C’était jeudi soir à Marseille, lors du meeting électoral de Nicolas Sarkozy. Comme l’ancien chef de l’Etat, après avoir stigmatisé avec une virulence exceptionnelle les « compromissions » et les trahisons de François Bayrou, reprenait son souffle, de la foule en délire montèrent des clameurs de colère et de haine : « Bayrou dégage ! » -pourquoi pas ?- et « Bayrou saloperie ! » Bien loin de calmer l’ardeur de ses supporters, l’orateur ravi les encourageait d’un sourire complice. Il n’est que trop facile d’exciter les passions dans la chaleur communicative d’une réunion publique, il est indigne de les laisser se déchainer dès l’instant que l’on prétend aux plus hautes fonctions et aux responsabilités qu’elles impliquent. Passons…
Le président du Modem, pour sa part, n’a pas laissé passer l’outrage . Dans une lettre ouverte à Nicolas Sarkozy, réplique aussi cinglante que bien argumentée du berger des Pyrénées à l’ermite du Cap Nègre, François Bayrou pointe du doigt les incohérences, les contradictions, les évolutions, les revirements, les virages serrés et les tête-à-queue d’un homme qui n’a jamais eu de continuité que dans le changement, de permanence que dans l’ambition, et dont les prises de position, les fidélités successives, les variations politiques n’ont jamais été que le reflet de ses intérêts du moment.
Le maire de Pau frappe fort mais juste lorsqu’il reproche à l’ex-président de la République de mener une campagne violente, marquée du sceau de l’intolérance, de l’excès, voire de l’hystérie, au risque de dresser les Français les uns contre les autres. Nul ne saurait ignorer en effet que Nicolas Sarkozy, avant de changer de pied ces jours derniers, trop tard selon toute vraisemblance, avait bâti toute sa stratégie sur le siphonnage des voix de l’extrême-droite, choix qui lui avait réussi en 2007, qui avait failli le sauver de la défaite en 2012 et qui ne semble pas adapté à l’équation politique de 2017.
M. Sarkozy avait tout misé sur la supposée « droitisation » de la France.
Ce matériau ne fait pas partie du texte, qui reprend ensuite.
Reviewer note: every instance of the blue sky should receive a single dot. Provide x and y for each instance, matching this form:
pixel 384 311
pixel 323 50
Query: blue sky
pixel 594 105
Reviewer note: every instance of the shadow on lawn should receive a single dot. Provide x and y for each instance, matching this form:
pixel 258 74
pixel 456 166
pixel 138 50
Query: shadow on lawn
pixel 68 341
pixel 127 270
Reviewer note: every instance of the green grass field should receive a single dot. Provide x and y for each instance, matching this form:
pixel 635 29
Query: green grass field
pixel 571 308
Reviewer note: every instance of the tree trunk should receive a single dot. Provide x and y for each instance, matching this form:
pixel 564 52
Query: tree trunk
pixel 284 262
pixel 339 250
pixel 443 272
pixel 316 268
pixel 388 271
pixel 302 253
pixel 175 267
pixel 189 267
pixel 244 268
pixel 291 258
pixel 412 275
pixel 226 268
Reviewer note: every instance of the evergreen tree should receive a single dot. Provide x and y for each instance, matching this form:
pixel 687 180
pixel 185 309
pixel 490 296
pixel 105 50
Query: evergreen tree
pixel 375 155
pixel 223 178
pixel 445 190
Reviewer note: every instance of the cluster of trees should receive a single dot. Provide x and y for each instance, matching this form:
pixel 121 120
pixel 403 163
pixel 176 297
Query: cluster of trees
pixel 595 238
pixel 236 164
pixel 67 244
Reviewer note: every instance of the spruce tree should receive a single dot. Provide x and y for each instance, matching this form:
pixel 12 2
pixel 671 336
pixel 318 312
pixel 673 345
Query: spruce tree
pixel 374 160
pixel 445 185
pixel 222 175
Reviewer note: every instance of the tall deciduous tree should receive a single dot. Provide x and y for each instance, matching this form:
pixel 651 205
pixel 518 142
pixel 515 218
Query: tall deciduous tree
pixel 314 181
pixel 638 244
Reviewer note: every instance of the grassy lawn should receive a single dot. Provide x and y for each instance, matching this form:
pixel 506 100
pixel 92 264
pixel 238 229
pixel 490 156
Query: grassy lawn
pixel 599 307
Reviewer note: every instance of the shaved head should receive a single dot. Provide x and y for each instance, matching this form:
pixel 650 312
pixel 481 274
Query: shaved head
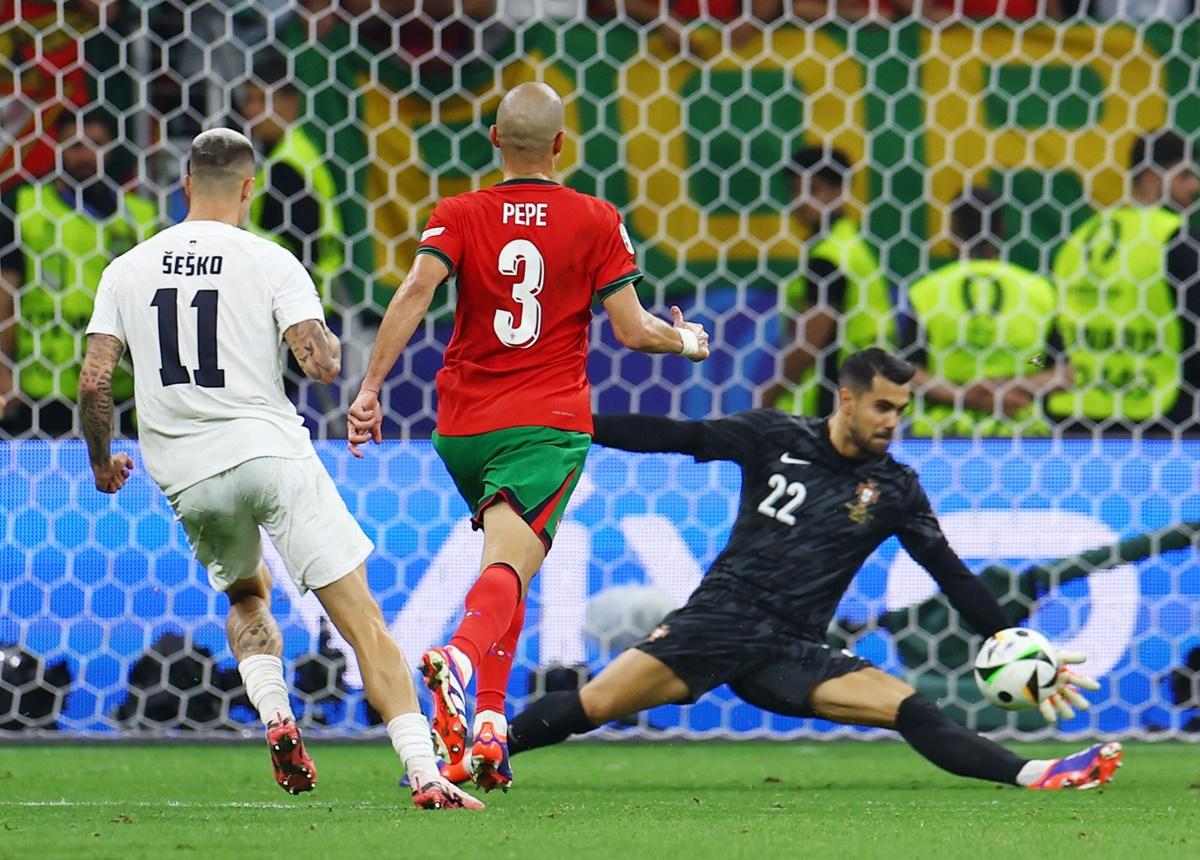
pixel 529 118
pixel 220 161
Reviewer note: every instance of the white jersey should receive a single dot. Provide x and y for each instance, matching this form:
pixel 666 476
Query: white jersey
pixel 202 308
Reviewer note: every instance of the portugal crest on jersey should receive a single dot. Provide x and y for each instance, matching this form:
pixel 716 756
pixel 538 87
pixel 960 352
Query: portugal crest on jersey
pixel 867 494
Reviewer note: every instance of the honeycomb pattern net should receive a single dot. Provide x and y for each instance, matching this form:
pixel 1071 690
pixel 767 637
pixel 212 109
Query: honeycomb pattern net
pixel 689 145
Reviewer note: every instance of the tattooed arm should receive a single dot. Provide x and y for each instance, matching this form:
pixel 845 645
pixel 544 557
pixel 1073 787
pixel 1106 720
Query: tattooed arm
pixel 96 412
pixel 317 349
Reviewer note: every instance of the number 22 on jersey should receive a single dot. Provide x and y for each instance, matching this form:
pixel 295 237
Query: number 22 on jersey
pixel 779 488
pixel 525 293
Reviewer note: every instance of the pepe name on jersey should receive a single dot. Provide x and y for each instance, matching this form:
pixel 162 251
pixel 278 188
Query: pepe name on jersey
pixel 191 264
pixel 523 214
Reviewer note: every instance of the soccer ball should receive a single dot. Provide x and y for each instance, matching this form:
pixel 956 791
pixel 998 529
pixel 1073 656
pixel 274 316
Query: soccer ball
pixel 1017 669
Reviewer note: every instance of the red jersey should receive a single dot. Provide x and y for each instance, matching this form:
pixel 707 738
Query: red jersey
pixel 531 257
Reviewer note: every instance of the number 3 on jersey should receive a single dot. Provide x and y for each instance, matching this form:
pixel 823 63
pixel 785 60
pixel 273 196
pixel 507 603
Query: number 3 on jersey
pixel 780 487
pixel 525 293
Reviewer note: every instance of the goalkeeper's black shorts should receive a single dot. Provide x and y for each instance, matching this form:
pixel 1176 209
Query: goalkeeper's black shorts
pixel 717 639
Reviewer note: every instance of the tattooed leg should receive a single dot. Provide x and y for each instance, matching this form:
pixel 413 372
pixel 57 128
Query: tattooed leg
pixel 256 642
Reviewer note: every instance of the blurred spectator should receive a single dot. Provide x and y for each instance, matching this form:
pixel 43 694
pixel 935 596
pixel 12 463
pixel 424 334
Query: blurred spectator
pixel 55 239
pixel 297 197
pixel 1008 10
pixel 1131 299
pixel 844 10
pixel 41 76
pixel 841 296
pixel 1129 11
pixel 672 19
pixel 987 346
pixel 521 11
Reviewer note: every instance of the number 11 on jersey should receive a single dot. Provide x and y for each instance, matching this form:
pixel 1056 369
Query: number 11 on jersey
pixel 208 374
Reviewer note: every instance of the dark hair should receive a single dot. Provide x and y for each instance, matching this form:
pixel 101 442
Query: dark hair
pixel 1158 150
pixel 828 164
pixel 216 156
pixel 978 216
pixel 859 370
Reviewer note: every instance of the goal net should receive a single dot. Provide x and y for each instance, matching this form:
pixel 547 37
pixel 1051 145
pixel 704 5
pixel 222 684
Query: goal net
pixel 108 625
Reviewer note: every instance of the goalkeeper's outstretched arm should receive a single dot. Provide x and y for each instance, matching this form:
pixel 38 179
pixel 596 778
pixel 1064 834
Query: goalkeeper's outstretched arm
pixel 647 434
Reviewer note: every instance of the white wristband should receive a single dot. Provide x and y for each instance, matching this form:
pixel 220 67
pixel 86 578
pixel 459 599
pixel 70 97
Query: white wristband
pixel 690 342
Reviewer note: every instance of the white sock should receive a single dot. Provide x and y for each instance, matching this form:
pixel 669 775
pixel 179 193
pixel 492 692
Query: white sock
pixel 265 687
pixel 499 722
pixel 411 739
pixel 1033 770
pixel 462 663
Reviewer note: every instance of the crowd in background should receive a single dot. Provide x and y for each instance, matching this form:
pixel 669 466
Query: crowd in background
pixel 1103 341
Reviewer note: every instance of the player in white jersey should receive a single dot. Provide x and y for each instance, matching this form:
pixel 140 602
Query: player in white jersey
pixel 202 308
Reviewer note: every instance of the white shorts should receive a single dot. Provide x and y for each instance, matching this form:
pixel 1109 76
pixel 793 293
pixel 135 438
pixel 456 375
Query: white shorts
pixel 298 505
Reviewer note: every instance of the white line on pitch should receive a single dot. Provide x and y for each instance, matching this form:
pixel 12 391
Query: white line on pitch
pixel 186 805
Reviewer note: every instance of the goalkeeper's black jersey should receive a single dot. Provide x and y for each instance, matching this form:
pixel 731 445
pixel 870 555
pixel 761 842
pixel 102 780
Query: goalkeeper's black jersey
pixel 808 517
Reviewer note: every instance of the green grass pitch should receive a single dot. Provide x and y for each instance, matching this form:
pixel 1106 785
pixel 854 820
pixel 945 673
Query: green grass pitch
pixel 587 801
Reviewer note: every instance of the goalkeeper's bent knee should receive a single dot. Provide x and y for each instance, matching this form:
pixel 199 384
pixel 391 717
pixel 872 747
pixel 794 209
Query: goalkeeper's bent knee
pixel 550 720
pixel 952 747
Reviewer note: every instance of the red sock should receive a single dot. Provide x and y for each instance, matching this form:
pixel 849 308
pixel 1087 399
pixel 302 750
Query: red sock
pixel 492 675
pixel 491 603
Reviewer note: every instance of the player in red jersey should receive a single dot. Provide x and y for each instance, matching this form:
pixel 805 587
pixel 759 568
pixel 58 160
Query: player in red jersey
pixel 514 414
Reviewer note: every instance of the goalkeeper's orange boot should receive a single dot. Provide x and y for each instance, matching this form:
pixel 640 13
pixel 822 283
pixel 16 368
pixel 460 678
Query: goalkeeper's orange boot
pixel 293 769
pixel 437 793
pixel 1090 768
pixel 490 759
pixel 449 693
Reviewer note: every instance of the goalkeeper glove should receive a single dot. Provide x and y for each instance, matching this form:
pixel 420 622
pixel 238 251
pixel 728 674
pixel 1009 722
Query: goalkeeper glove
pixel 1061 704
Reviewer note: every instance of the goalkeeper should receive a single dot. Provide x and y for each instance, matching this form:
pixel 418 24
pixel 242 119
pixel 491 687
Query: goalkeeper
pixel 817 498
pixel 937 651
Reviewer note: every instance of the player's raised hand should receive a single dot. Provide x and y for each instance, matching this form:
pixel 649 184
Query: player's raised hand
pixel 112 475
pixel 1061 704
pixel 695 330
pixel 364 422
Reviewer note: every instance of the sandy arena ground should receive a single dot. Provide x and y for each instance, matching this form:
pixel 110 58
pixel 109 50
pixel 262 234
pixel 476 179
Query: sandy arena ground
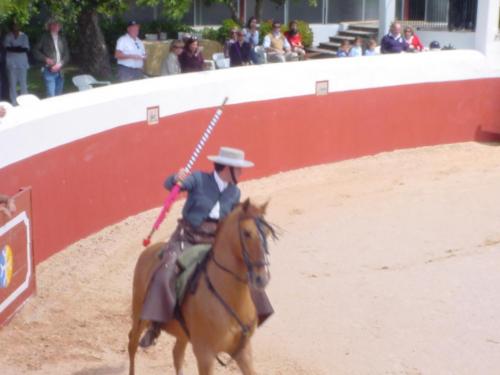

Si droitisation il y a, où ses erreurs et ses échecs ne sont pas pour rien, ce n’est pas à lui qu’elle profitera et, dans sa tentative avortée de séduire l’électorat du Front national, il aura perdu sur sa gauche sans gagner sur sa droite. Ce n’est pas sans raison qu’il voit dans le ralliement du Centre et notamment de François Bayrou à Alain Juppé l’une des causes de la défaite que tous les sondages lui annoncent. De là qu’il lui arrive de plus en plus souvent de perdre des nerfs qu’il a toujours eu fragiles, de là son approbation tacite des huées et des sarcasmes qui ont ponctué l’autre soir sa philippique contre M. Bayrou.
François Bayrou, quant à lui, a toujours excellé dans la critique mais toujours échoué dans l’action. Ministre de l’Education nationale pendant quatre ans –un record – il n’a ni associé son nom à aucune réforme ni laissé aucun souvenir de son passage rue de Grenelle. Président de l’UDF, il n’a pas su en éviter l’éclatement puis l’absorption par l’UMP. Sous sa direction éclairée, le Modem est né, a grandi, a périclité, puis a disparu du paysage. Trois fois candidat à la présidence de la République et trois fois malheureux, il n’a pas su monnayer son capital de voix en 2002, il ne l’a pas osé en 2007, il a succombé à la tentation en 2012 sans être payé de retour et c’est en désespoir de cause qu’avec d’autres naufragés du centrisme il a rattaché son fragile esquif à la galère royale d’Alain Juppé. Aussi têtu que tortueux, franc comme un âne qui recule, il ne doit le prestige qui lui reste qu’à la chance qu’il a eue, depuis déjà une vingtaine d’années, de n’avoir jamais été confronté aux écueils et aux tempêtes de la réalité. Ce vieux routier de la politique la plus politicienne s’est peu à peu refait une réputation de virginité, aussi étrange qu’usurpéé, au prétexte qu’il n’aurait jamais consommé aucun de ses nombreux mariages.
En fait, et si vives que puissent être leurs querelles, il combat bien dans la même catégorie que son féroce adversaire du jour et que son ingrat obligé de la veille. Le point commun entre l’ancien président qui voudrait tant le redevenir, le toujours président qui voudrait tant le rester et le jamais président qui aurait tant voulu l’être est qu’ils sont tous les trois des revenants que l’immense majorité de Français ne veulent pas voir revenir. En dépit de l’apparente diversité de leurs engagements et de leurs affiliations, ils sont tous les trois membres du même grand parti : celui du passé.